Kugelpanoramen mit der Wurfkamera
Einen Blick auf die Umgebung werfen, das geht jetzt im wahren Wortsinn: Die Ballkamera wird hochgeworfen und am höchsten Punkt der Wurfbahn schießen 36 integrierte Kameras gleichzeitig jeweils ein Foto. Diese Teilbilder werden dann zu einem passgenauen Kugelpanorama zusammengesetzt. Dieses kann am Rechner angeschaut werden, ähnlich wie bei Google-Streetview.
Wenn Jonas Pfeil mit dem Ball spielt, geht es nicht um Sport. Sein Ball erzeugt, wenn er in die Luft geworfen wird, ein Kugelpanorama-Foto. Mit dem Prototypen und einer Patentanmeldung sucht Pfeil nun Lizenznehmer für die Serienproduktion und Weiterentwicklung.
»Im Urlaub auf Tonga hatte ich Panorama-Aufnahmen gemacht. Man dreht sich im Kreis, macht mehre Fotos. Die werden später im Rechner zusammengesetzt. Das dauert sehr lange. Ich hatte dann die Idee, dass man etwas hochwerfen müsste, um das Bild auf einmal aufzunehmen.« Aus der Idee wurde das Projekt seiner Abschlussarbeit »Throwable Camera Array for Capturing Spherical Panoramas« im Fachgebiet Computer Graphics der Technischen Universität Berlin (Prof. Dr. Marc Alexa, Prof. Dr. Bernd Bickel). Im Rahmen der Arbeit entstand ein Prototyp, der etwa so groß ist wie ein Handball und rund 750 Gramm wiegt. Das Skelett, das die Kameramodule und die Elektronik trägt, besteht aus Nylon, außen schützen grüne Schaumstoff-Pads den Ball und erleichtern das Auffangen.

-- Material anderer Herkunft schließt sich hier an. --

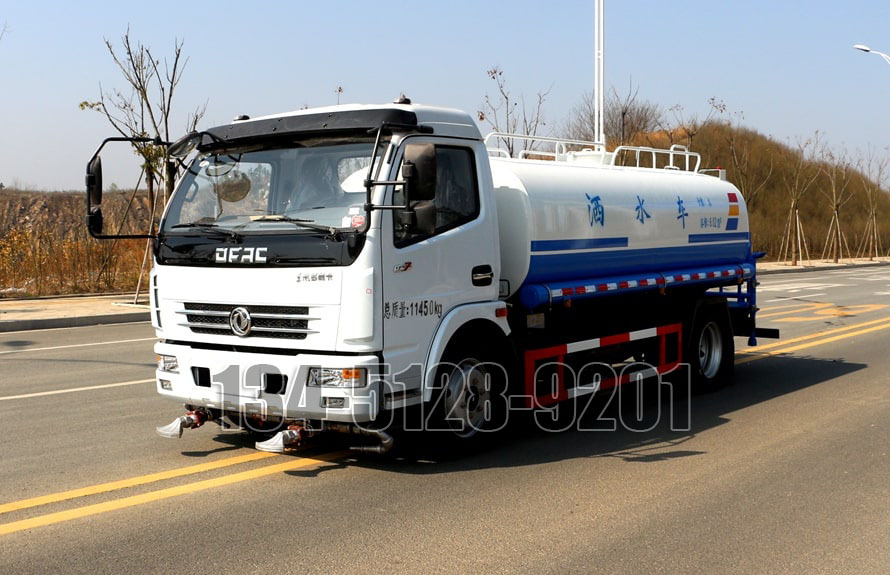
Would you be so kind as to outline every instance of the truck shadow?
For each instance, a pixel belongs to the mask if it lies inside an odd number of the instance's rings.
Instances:
[[[737,366],[735,383],[726,388],[674,401],[667,398],[642,401],[641,411],[637,411],[636,405],[629,409],[627,404],[631,402],[628,401],[622,402],[625,404],[622,409],[615,401],[617,396],[608,404],[602,399],[595,400],[587,413],[565,431],[547,431],[533,417],[522,414],[521,421],[511,422],[506,432],[486,438],[471,451],[431,446],[423,433],[408,433],[407,437],[400,438],[404,441],[397,453],[385,458],[357,456],[350,465],[397,473],[435,474],[538,465],[574,458],[609,457],[629,463],[655,463],[695,457],[706,452],[684,449],[684,444],[699,433],[729,423],[732,418],[727,414],[830,383],[866,367],[839,360],[771,357]],[[632,412],[630,428],[622,425],[628,422],[628,411]],[[684,411],[689,414],[688,421],[683,420]],[[674,413],[673,427],[677,429],[679,423],[682,430],[672,429],[671,417],[659,417],[665,413]],[[616,422],[615,430],[590,430],[608,427],[602,425],[608,420]],[[550,418],[544,419],[545,427],[550,421]],[[582,429],[588,430],[579,430],[578,422]],[[562,424],[559,427],[563,427],[571,421],[559,423]],[[634,428],[645,430],[633,431]]]

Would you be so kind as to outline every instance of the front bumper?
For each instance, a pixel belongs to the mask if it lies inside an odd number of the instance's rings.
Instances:
[[[344,423],[373,421],[379,413],[380,362],[374,355],[218,351],[165,342],[154,349],[179,363],[175,373],[156,370],[158,393],[188,405],[262,418]],[[367,383],[354,388],[306,385],[312,367],[366,368]]]

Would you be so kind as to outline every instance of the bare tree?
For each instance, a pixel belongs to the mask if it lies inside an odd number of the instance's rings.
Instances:
[[[176,40],[173,44],[173,56],[162,61],[154,56],[151,49],[140,42],[134,42],[130,38],[130,30],[121,37],[121,48],[117,50],[108,39],[105,46],[111,59],[117,65],[126,81],[126,88],[114,89],[110,92],[103,90],[99,85],[99,100],[94,102],[83,101],[81,110],[95,110],[102,113],[112,127],[124,137],[150,137],[170,141],[170,120],[173,110],[173,95],[176,87],[182,80],[182,73],[188,63],[188,58],[182,56],[182,41]],[[188,115],[186,131],[192,131],[204,115],[206,103],[195,109]],[[134,143],[136,154],[142,159],[142,175],[149,199],[149,224],[148,233],[152,233],[155,227],[155,216],[158,210],[158,184],[163,181],[164,202],[166,204],[173,193],[173,184],[176,180],[176,164],[167,154],[167,147],[153,143]],[[139,184],[133,190],[133,195],[138,192]],[[132,198],[131,198],[132,202]],[[161,205],[163,205],[161,204]],[[126,219],[126,214],[122,222]],[[123,224],[121,224],[123,225]],[[113,245],[111,246],[113,248]],[[139,288],[142,285],[142,276],[149,262],[148,254],[151,248],[150,242],[146,243],[142,268],[139,274],[139,282],[136,286],[136,296],[139,297]],[[110,254],[110,252],[109,252]],[[106,259],[106,263],[107,263]]]
[[[613,86],[605,99],[603,119],[606,142],[610,147],[635,143],[641,136],[656,129],[662,116],[657,104],[639,99],[639,87],[630,81],[627,92],[619,95]],[[596,139],[594,111],[596,100],[590,92],[585,93],[581,103],[572,108],[569,119],[563,128],[566,137],[574,140]]]
[[[130,30],[121,37],[120,51],[108,39],[105,46],[126,81],[126,88],[106,92],[99,85],[99,100],[80,103],[82,110],[101,112],[112,127],[125,137],[153,137],[170,141],[170,119],[173,95],[182,79],[188,58],[182,56],[182,41],[175,41],[173,56],[162,61],[151,49],[130,38]],[[189,114],[186,131],[194,130],[204,115],[206,103]],[[133,144],[142,158],[142,169],[149,198],[154,203],[154,193],[160,180],[166,182],[165,203],[170,199],[175,180],[175,164],[167,156],[166,147]]]
[[[857,162],[857,171],[868,206],[868,219],[859,247],[856,249],[856,257],[867,252],[869,261],[884,252],[881,236],[878,233],[878,202],[887,185],[888,167],[890,167],[888,153],[890,150],[885,148],[882,154],[877,155],[874,148],[869,147],[864,154],[860,154]]]
[[[733,117],[726,130],[726,143],[729,144],[734,176],[732,182],[742,193],[750,211],[757,195],[763,191],[773,175],[773,157],[769,155],[768,164],[762,157],[752,158],[752,140],[755,134],[742,127],[744,114],[737,112]]]
[[[820,174],[819,166],[815,161],[816,153],[820,149],[819,139],[818,131],[811,138],[797,138],[794,147],[788,150],[789,157],[785,162],[788,169],[782,174],[791,205],[788,209],[788,219],[785,223],[779,254],[782,261],[787,261],[786,256],[790,253],[793,266],[797,265],[798,254],[803,257],[803,254],[806,253],[807,259],[810,259],[798,206],[800,199],[812,187]]]
[[[492,97],[485,94],[485,98],[482,101],[482,109],[478,112],[479,121],[487,122],[495,132],[537,136],[538,129],[546,125],[544,121],[544,102],[547,101],[550,88],[538,92],[535,95],[534,105],[526,106],[523,96],[520,96],[519,99],[514,99],[511,96],[510,90],[507,88],[507,81],[504,78],[504,71],[501,70],[500,66],[493,66],[486,70],[485,73],[497,85],[497,95]],[[504,138],[501,141],[507,147],[507,152],[511,157],[517,151],[517,146],[519,146],[519,150],[535,149],[534,142],[511,138]]]
[[[695,137],[702,129],[710,125],[716,116],[726,112],[726,104],[716,97],[708,98],[708,105],[710,110],[704,119],[699,118],[698,114],[687,116],[683,106],[680,104],[668,108],[673,118],[673,123],[667,123],[663,120],[659,127],[667,134],[668,140],[672,145],[682,143],[687,149],[691,150]]]
[[[846,235],[841,231],[840,211],[853,197],[854,188],[850,187],[853,180],[853,161],[846,150],[835,153],[828,148],[822,150],[821,160],[820,169],[828,181],[828,187],[819,191],[831,205],[831,224],[822,248],[822,259],[829,254],[832,261],[837,263],[844,256],[844,248],[848,255],[850,253]]]

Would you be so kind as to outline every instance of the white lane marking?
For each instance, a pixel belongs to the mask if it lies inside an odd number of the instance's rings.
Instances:
[[[5,321],[5,320],[4,320],[4,321]],[[14,334],[14,333],[32,332],[32,331],[39,331],[40,333],[43,333],[43,332],[45,332],[45,331],[59,331],[59,330],[63,330],[63,329],[85,329],[85,328],[94,328],[94,329],[95,329],[95,328],[97,328],[97,327],[101,327],[101,328],[113,328],[113,327],[118,327],[118,326],[139,325],[139,324],[141,324],[141,323],[151,323],[151,320],[145,320],[145,321],[122,321],[121,323],[104,323],[104,324],[99,324],[99,325],[71,325],[71,326],[68,326],[68,327],[42,327],[42,328],[39,328],[39,329],[20,329],[20,330],[17,330],[17,331],[0,331],[0,336],[11,335],[11,334]]]
[[[797,293],[802,290],[820,290],[820,289],[829,289],[834,287],[847,287],[850,284],[824,284],[824,283],[808,283],[808,282],[795,282],[795,283],[784,283],[784,284],[773,284],[773,285],[761,285],[757,288],[758,291],[787,291],[788,293]]]
[[[108,389],[109,387],[123,387],[125,385],[138,385],[140,383],[154,383],[152,379],[138,379],[136,381],[122,381],[119,383],[106,383],[103,385],[91,385],[89,387],[70,387],[68,389],[57,389],[55,391],[38,391],[37,393],[24,393],[22,395],[6,395],[0,397],[0,401],[9,401],[11,399],[27,399],[29,397],[44,397],[47,395],[61,395],[63,393],[74,393],[76,391],[91,391],[94,389]]]
[[[765,303],[765,304],[766,303],[776,303],[777,301],[788,301],[790,299],[798,300],[798,301],[807,301],[805,298],[819,297],[820,295],[827,295],[827,294],[825,294],[825,293],[808,293],[808,294],[803,294],[803,295],[799,295],[799,296],[778,297],[776,299],[768,299],[765,302],[761,302],[761,303]]]
[[[71,345],[57,345],[53,347],[32,347],[29,349],[11,349],[8,351],[0,351],[0,355],[6,355],[8,353],[25,353],[26,351],[49,351],[53,349],[69,349],[72,347],[88,347],[91,345],[111,345],[115,343],[133,343],[134,341],[150,341],[156,340],[156,337],[142,337],[139,339],[120,339],[118,341],[99,341],[95,343],[73,343]]]

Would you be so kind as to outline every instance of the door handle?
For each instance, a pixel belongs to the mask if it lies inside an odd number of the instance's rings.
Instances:
[[[474,286],[489,286],[494,281],[494,271],[488,264],[476,266],[473,268],[472,278]]]

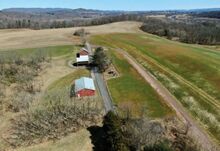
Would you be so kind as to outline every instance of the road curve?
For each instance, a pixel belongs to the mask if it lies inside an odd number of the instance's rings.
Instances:
[[[117,49],[116,51],[122,54],[156,92],[164,98],[166,103],[175,110],[177,116],[189,126],[189,133],[195,137],[202,148],[207,151],[218,150],[218,145],[213,143],[206,131],[193,120],[191,115],[184,109],[178,100],[150,72],[146,71],[146,69],[137,63],[126,51],[121,49]]]
[[[114,111],[112,100],[102,74],[98,72],[97,68],[93,68],[91,71],[91,75],[99,88],[99,92],[103,99],[105,112],[108,113],[109,111]]]
[[[92,47],[89,42],[86,42],[85,44],[86,49],[89,51],[89,55],[93,55]],[[96,82],[96,85],[98,86],[100,95],[103,99],[105,112],[108,113],[109,111],[114,111],[112,99],[108,92],[108,88],[106,86],[106,82],[100,72],[98,72],[98,69],[96,67],[93,67],[91,70],[91,76],[93,80]]]

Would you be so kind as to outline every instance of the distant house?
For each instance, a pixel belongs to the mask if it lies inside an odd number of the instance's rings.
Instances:
[[[88,56],[89,51],[86,48],[82,48],[79,52],[80,56]]]
[[[93,79],[82,77],[75,80],[75,94],[77,97],[94,96],[95,85]]]
[[[79,56],[76,58],[77,65],[88,65],[89,64],[89,56]]]

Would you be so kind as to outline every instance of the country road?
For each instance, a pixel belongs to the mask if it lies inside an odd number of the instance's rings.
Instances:
[[[106,83],[102,77],[102,74],[99,73],[96,68],[93,68],[91,71],[91,75],[98,86],[100,95],[102,96],[106,113],[108,113],[109,111],[114,111],[113,105],[112,105],[112,100],[111,100],[110,94],[108,92]]]
[[[90,43],[86,42],[85,47],[89,51],[89,54],[92,55],[93,52],[92,52],[92,47],[91,47]],[[112,99],[111,99],[111,96],[108,92],[106,82],[103,79],[102,74],[99,73],[98,69],[94,67],[91,70],[91,76],[94,79],[94,81],[96,82],[96,85],[99,89],[100,95],[103,99],[105,112],[108,113],[109,111],[114,111],[113,104],[112,104]]]
[[[164,98],[166,103],[175,110],[177,116],[189,126],[189,133],[191,133],[191,135],[197,139],[198,143],[205,150],[217,150],[217,144],[214,144],[212,142],[206,131],[202,127],[200,127],[200,125],[196,121],[194,121],[194,119],[179,103],[179,101],[151,73],[146,71],[145,68],[137,63],[135,59],[124,50],[117,49],[116,51],[121,53],[137,70],[137,72],[157,91],[157,93]]]

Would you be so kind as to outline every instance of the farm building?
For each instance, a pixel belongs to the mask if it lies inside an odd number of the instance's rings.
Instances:
[[[75,94],[77,97],[94,96],[95,85],[93,79],[82,77],[75,80]]]
[[[82,48],[79,52],[80,56],[89,55],[89,51],[86,48]]]
[[[82,48],[79,53],[76,54],[76,57],[79,58],[80,56],[88,56],[89,51],[86,48]]]
[[[89,64],[89,56],[79,56],[76,58],[77,65],[88,65]]]

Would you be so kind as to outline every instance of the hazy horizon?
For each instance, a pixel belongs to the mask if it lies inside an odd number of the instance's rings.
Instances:
[[[8,8],[67,8],[122,11],[190,10],[220,8],[220,0],[0,0],[0,10]]]

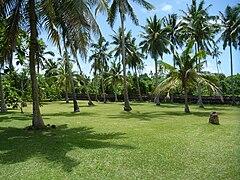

36 Kameramodule, wie sie in Handys verwendet werden, schießen Bilder mit je zwei Megapixel Auflösung. Die Stromversorgung erfolgt mit Lithium-Polymer-Akkus. »Ein Sensor misst die Abwurfbeschleunigung. Daraus kann man die Abwurfgeschwindigkeit berechnen – und daraus mit Schulphysik, wann der Ball seinen höchsten Punkt erreicht. Dann werden die Kameras ausgelöst«, erläutert Jonas Pfeil den Auslöseprozess. Dadurch, dass die Teilbilder gleichzeitig enstehen, können Bildsprünge und Wischeffekte vermieden werden, wie sie bei sequenziell aufgenommenen Panorama-Teilfotos entstehen, wenn sich Bildobjekte bewegen. Die Fixfokus-Optiken der Kameramodule sorgen im Zusammenspiel mit der Auslösung am höchsten Punkt der Flugkurve zudem dafür, dass das Bild rundum scharf ist.
Die 36 JPEG-Bilder werden im Ball zwischengespeichert und anschließend über eine USB-Schnittstelle ausgelesen. Im Computer kann man die Fotos als CubeMap – entsprechend den sechs Seiten eines aufgeklappten Würfels – zu einem Gesamtbild montieren.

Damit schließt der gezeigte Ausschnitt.